CyberGame 2023: All-Star Players, Artificial Intelligence Usage and the Slovak National Team Formation

The 2nd edition of the national cybersecurity CyberGame competition registered a total of 2,334 participants on both the Slovak and English playing platforms. The expert guarantor of the contest is the National Security Authority.

1,788 players were registered on the Slovak playing platform, 832 of them were active players, which means a significant increase in both categories. Students, public administration and private sector employees and several dozen teachers participated in the competition while the youngest player was thirteen years old. The average age of the trio CyberGame winners was 25, with all three scoring full points.

“Though the second edition had six playing branches and more difficult tasks, we saw excellent performances. Players had to study harder, actually they had been improving in live performance and that’s where we discovered new talents,” says Rastislav Janota, Director of the National Cyber Security Centre SK-CERT. More than seven hundred registered under 25 years raises hopes for cybersecurity.

Martin, the student, not only won the student category, but also became the absolute winner of CyberGame 2023: “The motivation lay in training, improving and discovering new areas, of what I like, in what I am engaged and what I study,” he says. CyberGame, despite its “gamer” title, is primarily a challenging cybersecurity competition, so participants take part in it in their spare time.

The winners of both the competition and the individual categories speak of an irresistible combination of detective work and knowledge demands. Martin Jantošovič, a computer programmer, says he likes logic puzzles. His result nominates him and two other players for a trip to a cybersecurity development centre in Israel.

Award-winning public administration player Rastislav Kavecký says that he wanted to take part in competition because it was a great opportunity to learn and try something new in cybersecurity and “it was also great fun”. Juraj Bôrik was so unhappy with last year’s 57th place that his preparation for this year resulted in a win in the malware analysis branch.

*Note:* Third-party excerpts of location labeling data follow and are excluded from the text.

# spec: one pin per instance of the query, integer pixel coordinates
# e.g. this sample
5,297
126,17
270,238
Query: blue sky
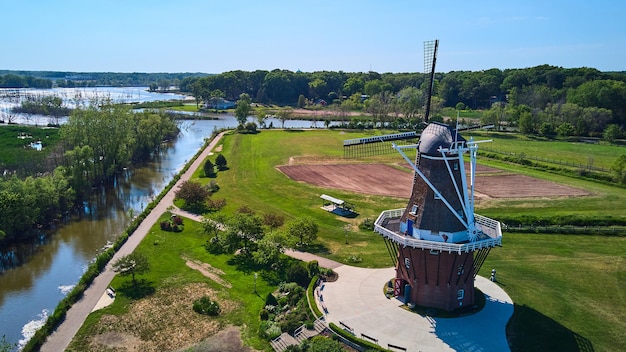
341,35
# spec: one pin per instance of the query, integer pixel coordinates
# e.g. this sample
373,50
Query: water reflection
42,272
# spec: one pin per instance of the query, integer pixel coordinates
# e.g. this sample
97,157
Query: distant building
219,104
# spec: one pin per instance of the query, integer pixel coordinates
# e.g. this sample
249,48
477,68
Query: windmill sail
363,147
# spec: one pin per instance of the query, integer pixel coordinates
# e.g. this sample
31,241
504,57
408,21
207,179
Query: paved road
77,314
356,299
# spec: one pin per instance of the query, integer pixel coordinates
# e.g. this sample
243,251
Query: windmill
437,242
380,145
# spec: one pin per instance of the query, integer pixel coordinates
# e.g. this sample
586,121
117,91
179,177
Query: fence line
546,160
604,230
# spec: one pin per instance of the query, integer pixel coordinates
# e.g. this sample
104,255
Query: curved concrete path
357,300
76,315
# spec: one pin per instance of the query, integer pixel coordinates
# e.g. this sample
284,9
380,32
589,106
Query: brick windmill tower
438,243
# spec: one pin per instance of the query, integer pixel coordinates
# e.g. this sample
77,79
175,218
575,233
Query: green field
253,180
172,284
566,287
600,155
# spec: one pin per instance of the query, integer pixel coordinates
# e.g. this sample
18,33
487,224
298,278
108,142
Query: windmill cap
437,135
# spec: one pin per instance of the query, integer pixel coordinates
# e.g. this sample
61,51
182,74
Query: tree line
584,100
97,143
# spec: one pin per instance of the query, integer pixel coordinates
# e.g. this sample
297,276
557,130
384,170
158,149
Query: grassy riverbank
555,280
568,289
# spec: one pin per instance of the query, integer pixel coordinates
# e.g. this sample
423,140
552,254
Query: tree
269,248
243,108
273,221
301,101
565,129
193,193
132,264
283,115
302,230
209,168
242,231
619,169
220,162
261,115
611,133
6,346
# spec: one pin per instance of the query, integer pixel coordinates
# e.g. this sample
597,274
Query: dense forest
542,100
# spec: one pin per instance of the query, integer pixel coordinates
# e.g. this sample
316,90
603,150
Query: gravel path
76,315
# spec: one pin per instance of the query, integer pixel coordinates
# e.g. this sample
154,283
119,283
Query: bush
264,314
270,300
297,273
206,306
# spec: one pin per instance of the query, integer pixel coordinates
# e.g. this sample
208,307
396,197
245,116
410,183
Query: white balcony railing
488,226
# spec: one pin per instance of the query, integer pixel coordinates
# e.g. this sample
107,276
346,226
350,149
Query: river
33,289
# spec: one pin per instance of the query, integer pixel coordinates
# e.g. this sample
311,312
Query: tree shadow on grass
316,248
529,330
245,263
139,289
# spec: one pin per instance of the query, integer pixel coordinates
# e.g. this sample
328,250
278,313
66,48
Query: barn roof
437,135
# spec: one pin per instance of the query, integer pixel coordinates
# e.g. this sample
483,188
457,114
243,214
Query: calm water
29,292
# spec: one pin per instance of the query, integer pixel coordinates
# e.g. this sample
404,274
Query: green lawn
568,289
253,180
167,252
598,155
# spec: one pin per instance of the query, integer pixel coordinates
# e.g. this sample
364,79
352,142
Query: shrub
270,300
220,162
206,306
297,273
209,168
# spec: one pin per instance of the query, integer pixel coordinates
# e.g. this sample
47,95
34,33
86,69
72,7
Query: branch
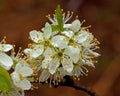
70,83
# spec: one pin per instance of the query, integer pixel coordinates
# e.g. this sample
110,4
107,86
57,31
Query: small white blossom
19,76
62,49
5,60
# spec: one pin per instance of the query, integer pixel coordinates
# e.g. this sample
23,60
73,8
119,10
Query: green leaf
59,17
5,80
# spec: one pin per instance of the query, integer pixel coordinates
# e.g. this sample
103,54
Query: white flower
40,40
65,48
53,59
19,76
59,41
5,60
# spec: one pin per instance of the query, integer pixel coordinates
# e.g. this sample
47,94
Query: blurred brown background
18,17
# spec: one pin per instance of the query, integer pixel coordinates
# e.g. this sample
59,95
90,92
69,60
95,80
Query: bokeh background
18,17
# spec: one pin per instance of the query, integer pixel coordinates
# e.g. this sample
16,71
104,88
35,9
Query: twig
70,83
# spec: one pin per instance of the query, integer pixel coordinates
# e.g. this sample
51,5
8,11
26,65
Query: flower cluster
59,49
15,82
62,48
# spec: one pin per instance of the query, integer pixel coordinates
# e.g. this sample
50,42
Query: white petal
48,52
81,37
76,25
27,51
54,64
59,41
46,63
67,64
5,61
73,53
24,84
47,31
64,72
44,75
68,33
5,47
15,77
36,36
67,25
37,51
94,53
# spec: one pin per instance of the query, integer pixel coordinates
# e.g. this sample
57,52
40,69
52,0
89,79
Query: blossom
5,60
62,48
19,76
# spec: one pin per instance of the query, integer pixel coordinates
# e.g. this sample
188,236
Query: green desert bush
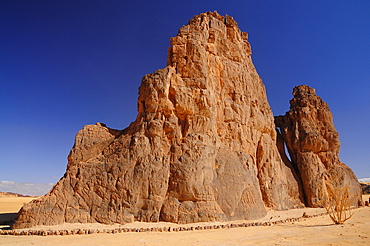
338,203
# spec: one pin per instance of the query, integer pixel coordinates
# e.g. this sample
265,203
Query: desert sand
311,231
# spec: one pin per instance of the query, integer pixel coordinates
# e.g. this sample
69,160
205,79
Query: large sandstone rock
202,148
313,145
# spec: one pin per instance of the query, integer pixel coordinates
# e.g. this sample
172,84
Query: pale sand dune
313,231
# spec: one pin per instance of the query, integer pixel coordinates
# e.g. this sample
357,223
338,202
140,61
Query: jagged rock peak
202,148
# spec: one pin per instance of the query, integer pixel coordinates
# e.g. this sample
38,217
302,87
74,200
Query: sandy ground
313,231
13,204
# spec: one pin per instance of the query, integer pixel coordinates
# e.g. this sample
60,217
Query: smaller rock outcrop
313,145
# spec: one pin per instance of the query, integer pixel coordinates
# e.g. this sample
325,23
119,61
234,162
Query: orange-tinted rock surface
202,148
313,144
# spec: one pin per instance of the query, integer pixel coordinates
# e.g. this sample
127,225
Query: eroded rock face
313,144
202,148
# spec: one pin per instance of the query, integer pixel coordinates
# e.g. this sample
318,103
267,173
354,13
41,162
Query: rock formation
202,148
313,145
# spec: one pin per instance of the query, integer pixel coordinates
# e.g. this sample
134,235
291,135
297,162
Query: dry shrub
338,203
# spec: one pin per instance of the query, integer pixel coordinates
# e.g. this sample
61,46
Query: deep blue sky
66,63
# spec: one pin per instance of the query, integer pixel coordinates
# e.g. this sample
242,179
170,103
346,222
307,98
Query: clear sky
66,63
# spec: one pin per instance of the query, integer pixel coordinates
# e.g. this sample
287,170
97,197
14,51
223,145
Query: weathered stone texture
313,144
202,148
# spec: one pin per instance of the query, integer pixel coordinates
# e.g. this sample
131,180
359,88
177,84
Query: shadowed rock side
202,148
313,145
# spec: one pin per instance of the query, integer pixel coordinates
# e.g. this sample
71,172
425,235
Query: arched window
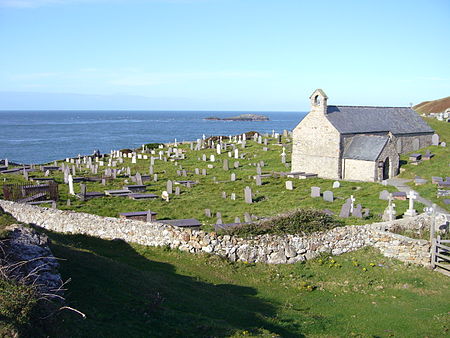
317,100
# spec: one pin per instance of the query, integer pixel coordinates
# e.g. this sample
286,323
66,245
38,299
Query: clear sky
221,54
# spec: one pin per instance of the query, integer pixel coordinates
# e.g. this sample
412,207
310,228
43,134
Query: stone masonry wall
270,249
315,146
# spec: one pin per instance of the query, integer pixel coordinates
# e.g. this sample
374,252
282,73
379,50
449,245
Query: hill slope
435,106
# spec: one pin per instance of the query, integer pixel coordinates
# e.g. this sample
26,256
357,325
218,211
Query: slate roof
364,119
363,147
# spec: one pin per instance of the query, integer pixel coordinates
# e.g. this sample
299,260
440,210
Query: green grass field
270,199
439,165
136,291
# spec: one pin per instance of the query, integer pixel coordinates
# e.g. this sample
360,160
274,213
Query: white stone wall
359,170
270,249
406,144
316,146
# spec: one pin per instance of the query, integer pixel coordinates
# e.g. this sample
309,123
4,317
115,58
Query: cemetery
224,199
232,176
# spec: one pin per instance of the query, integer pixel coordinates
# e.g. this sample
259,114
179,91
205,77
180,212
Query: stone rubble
272,249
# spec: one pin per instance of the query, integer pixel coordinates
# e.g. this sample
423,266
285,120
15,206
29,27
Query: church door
386,169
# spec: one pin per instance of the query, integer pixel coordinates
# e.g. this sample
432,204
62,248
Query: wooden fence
30,193
440,253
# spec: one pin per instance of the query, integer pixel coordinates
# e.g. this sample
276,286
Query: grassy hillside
270,198
439,165
435,106
131,290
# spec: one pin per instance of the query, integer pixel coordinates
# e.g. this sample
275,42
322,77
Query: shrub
152,145
17,302
299,221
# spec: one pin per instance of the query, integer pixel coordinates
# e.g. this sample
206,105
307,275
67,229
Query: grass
132,290
437,166
270,199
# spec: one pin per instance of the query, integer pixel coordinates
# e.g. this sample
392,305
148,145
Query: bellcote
319,101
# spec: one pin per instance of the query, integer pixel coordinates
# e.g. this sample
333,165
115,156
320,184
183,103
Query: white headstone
71,192
411,196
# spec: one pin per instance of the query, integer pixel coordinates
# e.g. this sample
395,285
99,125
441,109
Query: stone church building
356,142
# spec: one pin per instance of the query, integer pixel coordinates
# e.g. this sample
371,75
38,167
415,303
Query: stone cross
248,195
352,201
208,212
165,196
71,191
169,187
225,164
411,196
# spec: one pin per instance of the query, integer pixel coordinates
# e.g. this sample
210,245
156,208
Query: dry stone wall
270,249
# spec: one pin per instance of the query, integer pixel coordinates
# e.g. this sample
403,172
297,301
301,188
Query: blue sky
221,54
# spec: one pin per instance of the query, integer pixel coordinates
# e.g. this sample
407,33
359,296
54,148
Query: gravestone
435,140
71,191
225,164
165,196
315,191
345,210
366,213
138,179
83,190
150,216
248,195
208,212
352,202
328,196
169,187
411,211
357,212
384,195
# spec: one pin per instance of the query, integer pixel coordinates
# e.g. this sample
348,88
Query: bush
300,221
151,146
126,151
17,302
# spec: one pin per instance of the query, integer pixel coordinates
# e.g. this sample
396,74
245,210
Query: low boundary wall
270,249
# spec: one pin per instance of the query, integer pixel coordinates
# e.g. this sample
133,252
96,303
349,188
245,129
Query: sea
37,137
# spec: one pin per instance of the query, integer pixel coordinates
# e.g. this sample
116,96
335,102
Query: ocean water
44,136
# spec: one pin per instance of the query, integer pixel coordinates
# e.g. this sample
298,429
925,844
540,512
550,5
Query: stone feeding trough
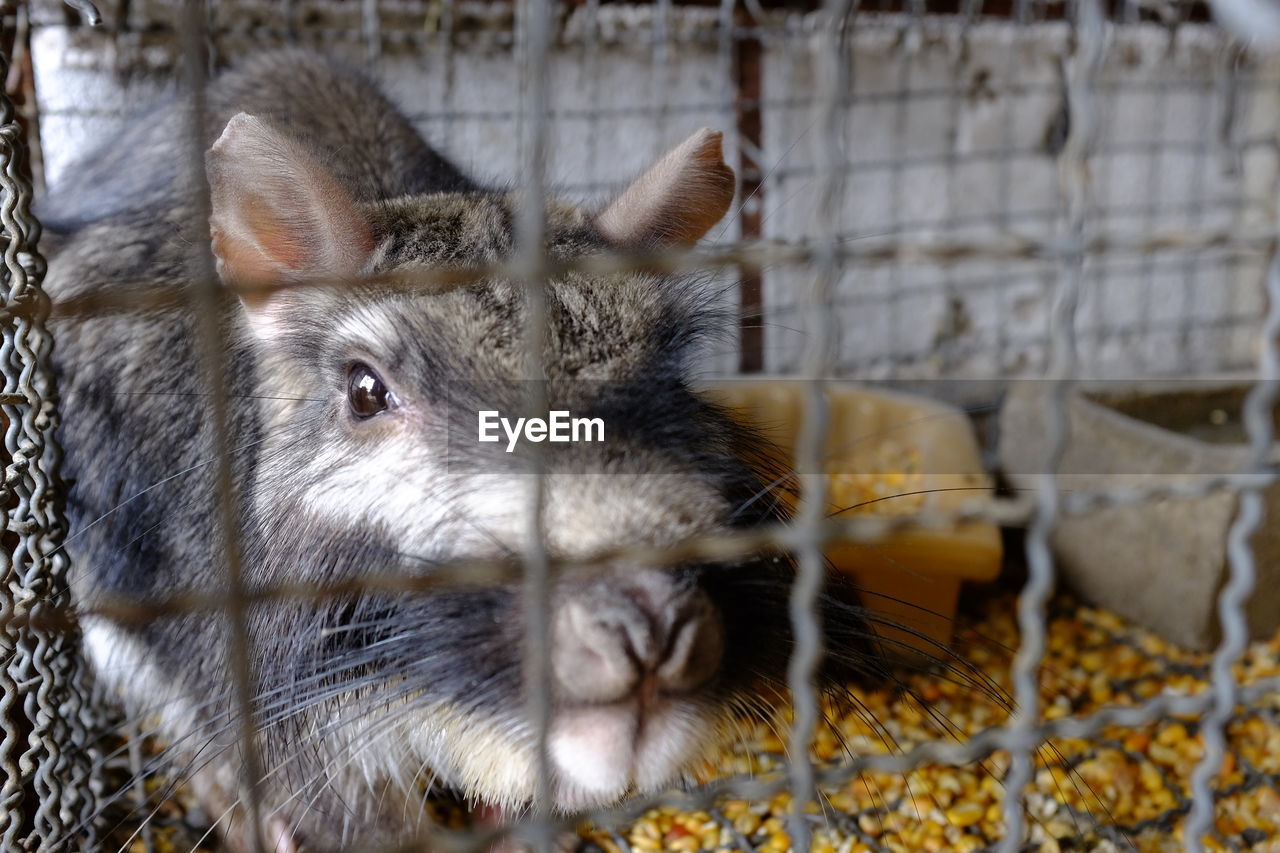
1160,561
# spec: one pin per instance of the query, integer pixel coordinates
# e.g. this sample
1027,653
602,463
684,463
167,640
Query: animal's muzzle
634,638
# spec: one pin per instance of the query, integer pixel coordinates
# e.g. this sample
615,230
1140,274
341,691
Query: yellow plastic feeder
890,454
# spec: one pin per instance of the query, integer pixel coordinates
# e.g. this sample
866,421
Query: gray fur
433,680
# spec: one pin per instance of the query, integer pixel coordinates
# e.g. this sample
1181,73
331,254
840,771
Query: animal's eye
366,392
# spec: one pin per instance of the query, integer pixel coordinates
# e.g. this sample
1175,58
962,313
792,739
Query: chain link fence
964,192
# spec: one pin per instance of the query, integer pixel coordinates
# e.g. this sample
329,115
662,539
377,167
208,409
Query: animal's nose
643,633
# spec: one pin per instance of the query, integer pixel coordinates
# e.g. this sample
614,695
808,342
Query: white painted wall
944,136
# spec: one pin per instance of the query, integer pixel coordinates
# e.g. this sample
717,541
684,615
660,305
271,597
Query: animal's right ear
278,217
676,201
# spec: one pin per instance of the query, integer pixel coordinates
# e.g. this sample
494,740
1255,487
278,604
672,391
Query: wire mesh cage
981,203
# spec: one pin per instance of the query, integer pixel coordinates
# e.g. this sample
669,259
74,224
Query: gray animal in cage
353,447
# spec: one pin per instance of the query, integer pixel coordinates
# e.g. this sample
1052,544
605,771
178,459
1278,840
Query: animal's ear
278,217
676,201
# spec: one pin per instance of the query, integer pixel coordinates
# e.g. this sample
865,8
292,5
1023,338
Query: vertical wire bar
1258,423
24,568
1022,740
594,82
35,573
534,41
206,300
812,511
370,30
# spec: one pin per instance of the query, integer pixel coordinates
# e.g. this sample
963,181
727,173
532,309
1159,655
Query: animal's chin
602,753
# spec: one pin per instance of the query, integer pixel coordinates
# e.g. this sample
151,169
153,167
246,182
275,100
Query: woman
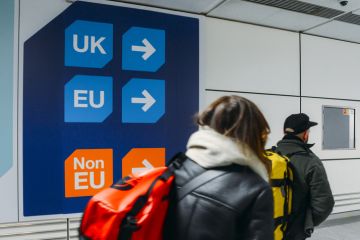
238,203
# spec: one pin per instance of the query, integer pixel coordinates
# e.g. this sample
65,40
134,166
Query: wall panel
248,58
313,107
8,121
329,68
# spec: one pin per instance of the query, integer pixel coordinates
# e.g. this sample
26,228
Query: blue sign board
99,81
88,99
143,49
88,44
143,101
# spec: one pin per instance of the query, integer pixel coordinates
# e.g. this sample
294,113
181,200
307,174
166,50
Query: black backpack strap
198,181
129,224
289,155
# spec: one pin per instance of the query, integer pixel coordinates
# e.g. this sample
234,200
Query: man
312,198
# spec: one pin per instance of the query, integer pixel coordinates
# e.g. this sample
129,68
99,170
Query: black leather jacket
312,197
236,205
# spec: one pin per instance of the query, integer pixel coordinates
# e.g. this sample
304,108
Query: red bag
133,208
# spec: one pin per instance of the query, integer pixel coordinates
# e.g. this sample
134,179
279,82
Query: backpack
136,206
281,180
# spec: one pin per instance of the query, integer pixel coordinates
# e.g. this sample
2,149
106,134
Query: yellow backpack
281,180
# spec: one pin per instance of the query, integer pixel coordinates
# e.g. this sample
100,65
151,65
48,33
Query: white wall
247,58
263,65
330,69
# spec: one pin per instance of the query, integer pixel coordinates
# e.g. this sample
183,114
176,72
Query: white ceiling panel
293,21
265,15
335,4
194,6
243,11
338,30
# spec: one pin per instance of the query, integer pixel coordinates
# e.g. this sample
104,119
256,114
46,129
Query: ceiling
328,18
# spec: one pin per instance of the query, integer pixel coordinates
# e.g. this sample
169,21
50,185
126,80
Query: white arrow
147,165
148,49
147,100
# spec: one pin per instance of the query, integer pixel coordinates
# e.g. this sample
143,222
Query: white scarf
211,149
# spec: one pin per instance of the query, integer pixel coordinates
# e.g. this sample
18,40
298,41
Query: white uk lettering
94,44
76,44
97,44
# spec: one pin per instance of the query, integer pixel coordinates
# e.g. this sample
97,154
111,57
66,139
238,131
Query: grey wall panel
313,107
247,58
330,68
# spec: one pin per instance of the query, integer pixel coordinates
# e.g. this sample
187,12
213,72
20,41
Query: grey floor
338,229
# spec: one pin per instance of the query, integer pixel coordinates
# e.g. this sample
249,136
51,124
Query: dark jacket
236,205
312,197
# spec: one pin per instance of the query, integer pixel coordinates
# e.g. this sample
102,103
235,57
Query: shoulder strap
198,181
289,155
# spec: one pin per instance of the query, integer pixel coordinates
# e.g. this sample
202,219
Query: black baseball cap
298,123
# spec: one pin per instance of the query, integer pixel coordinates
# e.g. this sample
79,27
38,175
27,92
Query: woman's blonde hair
240,119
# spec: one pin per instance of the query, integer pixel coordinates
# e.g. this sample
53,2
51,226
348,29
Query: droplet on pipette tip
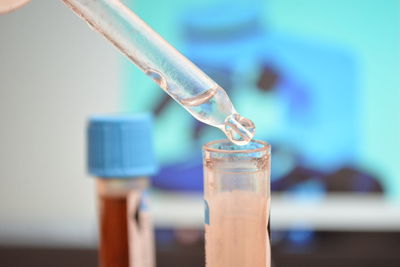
239,130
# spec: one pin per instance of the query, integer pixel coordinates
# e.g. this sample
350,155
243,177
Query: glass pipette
173,72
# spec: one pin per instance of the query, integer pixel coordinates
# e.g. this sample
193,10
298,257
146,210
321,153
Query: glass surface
237,201
175,74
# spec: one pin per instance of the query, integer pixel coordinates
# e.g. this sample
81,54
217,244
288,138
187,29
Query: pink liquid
237,233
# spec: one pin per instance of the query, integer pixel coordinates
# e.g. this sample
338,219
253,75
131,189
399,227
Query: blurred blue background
320,80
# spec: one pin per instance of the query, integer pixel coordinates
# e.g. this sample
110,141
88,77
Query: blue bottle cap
121,146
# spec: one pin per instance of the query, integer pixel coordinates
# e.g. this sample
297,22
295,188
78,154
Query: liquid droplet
239,130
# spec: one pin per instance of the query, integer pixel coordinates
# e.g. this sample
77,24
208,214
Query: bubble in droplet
239,130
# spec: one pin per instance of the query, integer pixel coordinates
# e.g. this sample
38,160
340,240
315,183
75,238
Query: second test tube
237,200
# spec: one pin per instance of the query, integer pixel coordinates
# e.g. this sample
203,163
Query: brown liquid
114,247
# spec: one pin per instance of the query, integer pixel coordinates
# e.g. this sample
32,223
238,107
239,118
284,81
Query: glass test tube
121,156
126,237
237,201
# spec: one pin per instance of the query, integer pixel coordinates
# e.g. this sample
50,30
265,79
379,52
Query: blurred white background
54,72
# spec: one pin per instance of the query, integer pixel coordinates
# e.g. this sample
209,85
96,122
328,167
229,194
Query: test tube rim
207,147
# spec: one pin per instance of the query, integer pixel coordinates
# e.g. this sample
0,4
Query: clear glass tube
126,232
237,201
173,72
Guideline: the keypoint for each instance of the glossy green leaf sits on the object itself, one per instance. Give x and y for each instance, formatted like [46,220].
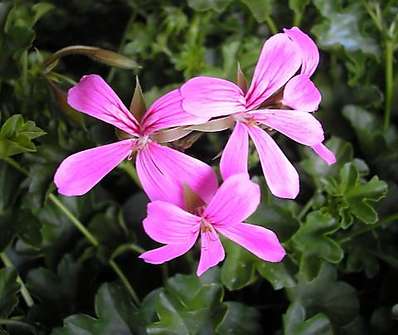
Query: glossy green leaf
[239,319]
[295,322]
[9,289]
[324,294]
[341,28]
[114,315]
[16,136]
[260,9]
[203,5]
[238,269]
[189,305]
[278,274]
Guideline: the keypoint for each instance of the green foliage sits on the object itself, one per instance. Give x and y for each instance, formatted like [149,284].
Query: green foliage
[341,268]
[16,136]
[8,292]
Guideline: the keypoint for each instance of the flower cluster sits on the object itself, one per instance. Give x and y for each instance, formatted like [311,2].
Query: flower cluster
[185,197]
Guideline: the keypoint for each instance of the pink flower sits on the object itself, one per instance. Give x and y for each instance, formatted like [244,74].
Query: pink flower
[278,98]
[235,200]
[161,170]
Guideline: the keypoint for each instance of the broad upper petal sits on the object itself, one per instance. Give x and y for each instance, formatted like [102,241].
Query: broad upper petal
[93,96]
[258,240]
[211,97]
[300,126]
[168,224]
[80,172]
[308,50]
[235,154]
[279,60]
[325,153]
[211,252]
[282,178]
[166,252]
[300,93]
[163,172]
[236,199]
[167,112]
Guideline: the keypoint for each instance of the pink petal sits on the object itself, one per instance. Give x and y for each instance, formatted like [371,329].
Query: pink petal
[308,49]
[236,199]
[167,112]
[281,176]
[93,96]
[300,126]
[260,241]
[167,252]
[80,172]
[322,151]
[169,224]
[235,154]
[300,93]
[278,62]
[211,252]
[211,97]
[163,172]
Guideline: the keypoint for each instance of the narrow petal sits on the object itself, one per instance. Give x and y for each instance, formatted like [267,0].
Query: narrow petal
[258,240]
[300,93]
[236,199]
[281,176]
[235,154]
[278,62]
[167,112]
[80,172]
[211,97]
[308,50]
[93,96]
[325,153]
[301,127]
[169,224]
[166,253]
[163,172]
[211,252]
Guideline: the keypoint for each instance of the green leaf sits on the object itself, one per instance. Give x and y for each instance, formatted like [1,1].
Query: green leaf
[355,196]
[9,289]
[189,305]
[324,294]
[239,266]
[115,315]
[239,319]
[341,28]
[295,322]
[261,9]
[369,130]
[16,136]
[318,169]
[314,243]
[203,5]
[278,274]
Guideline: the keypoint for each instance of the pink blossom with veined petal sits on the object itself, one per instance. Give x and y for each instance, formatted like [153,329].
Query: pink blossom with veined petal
[161,170]
[235,200]
[281,97]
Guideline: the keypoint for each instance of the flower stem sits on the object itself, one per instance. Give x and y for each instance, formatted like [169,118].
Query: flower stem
[16,165]
[20,324]
[271,25]
[125,281]
[91,238]
[24,291]
[389,82]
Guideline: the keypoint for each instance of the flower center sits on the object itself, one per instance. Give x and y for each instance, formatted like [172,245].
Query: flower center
[205,226]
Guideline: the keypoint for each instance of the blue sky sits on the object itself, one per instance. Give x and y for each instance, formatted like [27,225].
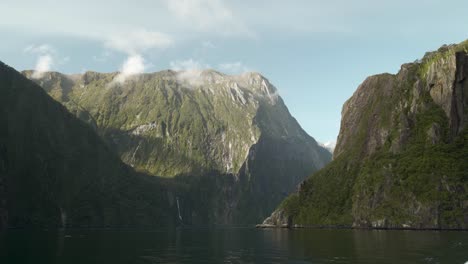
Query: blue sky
[315,52]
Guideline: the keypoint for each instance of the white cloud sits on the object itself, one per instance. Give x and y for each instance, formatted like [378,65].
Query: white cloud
[189,71]
[208,45]
[46,58]
[44,64]
[233,67]
[208,16]
[134,65]
[190,64]
[39,49]
[137,41]
[134,43]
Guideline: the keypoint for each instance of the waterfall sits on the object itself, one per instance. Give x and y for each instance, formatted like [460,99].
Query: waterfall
[178,208]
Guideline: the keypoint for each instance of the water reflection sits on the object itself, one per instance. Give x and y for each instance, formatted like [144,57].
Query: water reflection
[233,245]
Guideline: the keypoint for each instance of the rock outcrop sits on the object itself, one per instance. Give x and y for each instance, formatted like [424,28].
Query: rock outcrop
[55,171]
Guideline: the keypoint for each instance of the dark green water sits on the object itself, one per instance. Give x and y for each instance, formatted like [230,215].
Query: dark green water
[233,245]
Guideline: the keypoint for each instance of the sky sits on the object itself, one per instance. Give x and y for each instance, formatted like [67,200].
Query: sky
[315,52]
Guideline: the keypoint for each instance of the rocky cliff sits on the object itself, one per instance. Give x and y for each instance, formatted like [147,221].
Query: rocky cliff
[229,139]
[55,171]
[401,160]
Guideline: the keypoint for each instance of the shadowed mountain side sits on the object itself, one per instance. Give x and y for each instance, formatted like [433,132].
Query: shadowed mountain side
[235,126]
[56,171]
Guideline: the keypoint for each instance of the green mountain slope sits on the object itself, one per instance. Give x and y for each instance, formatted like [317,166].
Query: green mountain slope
[203,124]
[401,159]
[56,171]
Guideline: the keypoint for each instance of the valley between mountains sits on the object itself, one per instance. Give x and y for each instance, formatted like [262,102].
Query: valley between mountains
[205,148]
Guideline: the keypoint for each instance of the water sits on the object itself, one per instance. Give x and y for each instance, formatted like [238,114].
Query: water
[233,245]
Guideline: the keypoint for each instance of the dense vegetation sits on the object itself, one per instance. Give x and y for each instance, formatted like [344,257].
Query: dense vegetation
[56,171]
[227,143]
[401,159]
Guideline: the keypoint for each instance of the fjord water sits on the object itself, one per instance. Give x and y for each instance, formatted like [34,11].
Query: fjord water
[233,245]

The best player in the teacher category scored points for the eighth place. He participated in the CyberGame to show himself and also his students that the saying “those who don’t know, teach it” does not apply. Peter Švec teaches at the Faculty of Natural Sciences and Informatics of Constantine the Philosopher University in Nitra and says that he has gained a lot of new knowledge and learned to see some things differently. “So, I can pass this broader view on to the students. The tasks in the game were elaborated at a high professional level, for which the authors deserve great praise.”

Ten CyberGame players under the age of 25 will represent Slovakia as Team Slovakia in the prestigious contest European CyberSecurity Challenge 2023 in autumn in Norway.

This year’s CyberGame has already incorporated a current phenomenon – the use of generative language models based on artificial intelligence in cybersecurity. When creating tasks and tests the SK-CERT team worked with the ChatGPT model so that its use did not give players an advantage during the competition.

Our world is changing with digitization, and along with opportunities it brings new threats. Cybersecurity will always be a challenging profession, and we can protect this new world of ours only through shared responsibility. That’s why Peter Švec, a successful teacher in CyberGame, has a message for all of us: “Seeing or knowing the threats in particular situations would help the general public to better understand the cybersecurity. People often don’t know how big digital footprint they leave behind.”